10 сентября окончательное голосование в Собрании разрешило вопрос с двумя палатами: 89 голосов за, 849 против, 122 воздержавшихся. Это голосование с таким подавляющим большинством предвосхищало прохождение суспензивного вето на следующий день (673 голоса за, 325 против, 11 воздержавшихся).
Чтобы дополнить это двойное поражение, которое, очевидно, удивило монаршьенов больше, чем что-либо другое, они совершили фатальную тактическую ошибку. Будучи столь резко осуждены, Мунье, Лалли и Бергасс, за которыми вскоре последовал Клермон-Тоннер, все ушли из Конституционного комитета.
Однако они не признали поражение. Надежда сохранялась вплоть до Октябрьских дней и принудительного возвращения короля в Париж. Кризис повлёк за собой роспуск комитета монаршьенов и положил конец короткой революционной карьере Бергасса, Лалли-Толендаля и Мунье, который председательствовал в Собрании в эти драматичные дни. Он подал в отставку с этого поста 8 октября и отправился обратно в Дофине (15 октября он также отказался исполнять обязанности депутата). Его возвращение домой, приписанное его врагами страху, в действительности только обозначало его отказ каким-либо образом идти на компромисс с тем курсом, который приняла Революция. Он был движим в той же мере личным инстинктом, в какой и политической решимостью, надеясь возвратить себе свободу слова и действий, которая была поставлена под угрозу насилием, давлением и угрозами, так же как и призвать провинции предотвратить погружение Революции в анархию, а, возможно, и гражданскую войну.
Для Мунье Октябрьские дни уничтожили хрупкое равновесие, установленное Учредительным собранием. Когда двор был принужден вернуться в Париж, а король стал удерживаться как узник в своей столице, легислатура, орган общей воли, хранила молчание или безразличие перед требованиями толпы: этот произвол нарушал принципы Революции и подвергал их всевозможным эксцессам.
Вернувшись домой, Мунье столкнулся с дальнейшими разочарованиями. Дофинуазцы не проявили большого рвения в противодействии столице и были слишком привязаны к Национальному собранию, чтобы принять его роспуск (планирование которого Мунье всегда отрицал, несмотря на уверение его врагов об обратном). Даже его друзья считали его план слишком рискованным и, хуже того, неуместным. Кризис почти завершился, и король был слишком слаб, чтобы обойтись без Собрания. Последнее, несомненно, из трусости или из расчёта не могло отстаивать авторитет монархии. Но только оно всё ещё могло восстановить его, принимая во внимание, что призыв к роспуску и мятежу рисковал ускорением коллапса. Судьба Революции будет разыграна в зале Манежа в Париже. Лафайет умолял Мунье вернуться. За этим последовали другие призывы, менее уверенные, но не менее срочные. «Мы не можем творить благо», - писал Вирьё, - «Давайте предотвратим зло. Мы не можем предотвратить большие беды, давайте сохраним себя от меньших».
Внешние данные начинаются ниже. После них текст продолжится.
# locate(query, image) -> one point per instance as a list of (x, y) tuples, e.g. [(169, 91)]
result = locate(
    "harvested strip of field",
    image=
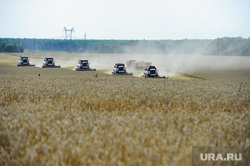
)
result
[(64, 117)]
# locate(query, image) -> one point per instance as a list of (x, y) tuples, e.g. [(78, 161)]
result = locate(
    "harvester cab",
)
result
[(119, 69), (24, 61), (49, 63), (83, 65)]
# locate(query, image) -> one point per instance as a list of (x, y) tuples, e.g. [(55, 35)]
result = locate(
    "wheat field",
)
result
[(63, 117)]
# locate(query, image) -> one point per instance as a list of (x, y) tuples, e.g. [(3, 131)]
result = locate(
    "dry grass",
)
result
[(72, 118)]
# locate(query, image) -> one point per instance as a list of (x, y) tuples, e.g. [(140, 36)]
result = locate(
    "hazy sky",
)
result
[(125, 19)]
Из гордости ли или из проницательности Мунье отверг любую форму компромисса. Проведение дебатов, которые приведут к национализации церковных имуществ (2 ноября), утвердило его в его пессимизме: Революция больше не проистекала из философского принципа или конституционного проекта; она превратилась в политическую страсть, вопрос власти, исход которого никто теперь не мог предсказать.